The Campo Bahia complex had quiet zones and operative centers. The house in the middle was where players, coaches, and backroom staff met for meals, with tables and benches placed outdoors. In their respective villas, the players had to organize themselves and even do some of the chores, which obviously differed considerably from the typical five-star hotel service. Shouldering this kind of responsibility prevents you from getting into a rut, from succumbing to monotony. Also, over the last few years, we’ve extended the travel options for the players’ friends and family. Their partners, children, parents, and friends came to visit at Campo Bahia, and that created a great kind of family atmosphere.

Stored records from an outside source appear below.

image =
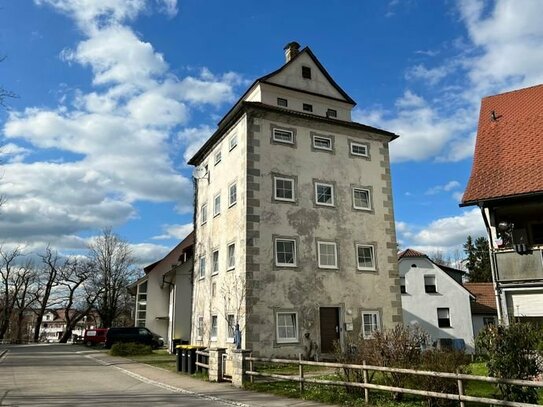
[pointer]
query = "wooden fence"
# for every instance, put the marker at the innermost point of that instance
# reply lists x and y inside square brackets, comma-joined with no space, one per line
[460,379]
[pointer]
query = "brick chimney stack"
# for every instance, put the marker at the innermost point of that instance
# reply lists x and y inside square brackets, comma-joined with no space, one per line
[291,50]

I think the players could use their time off in the best possible way.

While Löw and Bierhoff were initially worried by the resort's small size, the team's psychologist believed that forcing players to live together in close proximity would ultimately build a stronger team spirit. Upon this recommendation, players were assigned to four bungalows, and housemates were deliberately chosen to prevent the formation of cliques. For example, two players for the Bundesliga club Bayern Munich were grouped with a member of rival clubs Borussia Dortmund and Schalke 04. Additionally, room televisions were limited to Germany's two main public broadcasting channels, encouraging players to relax outdoors and engage in social activities. German players noted that the openness of the resort and its central complex allowed players to interact regularly, spend time with one another, and grow closer. One player said, “We are incredibly happy that we have had these facilities. We have developed a team spirit that has been very good for us. It’s been perfect.”58 Bierhoff added, “Working. Relaxing. Spending time together. And leaving people enough breathing space. Campo Bahia was perfect and met many of the requirements of a modern working environment.”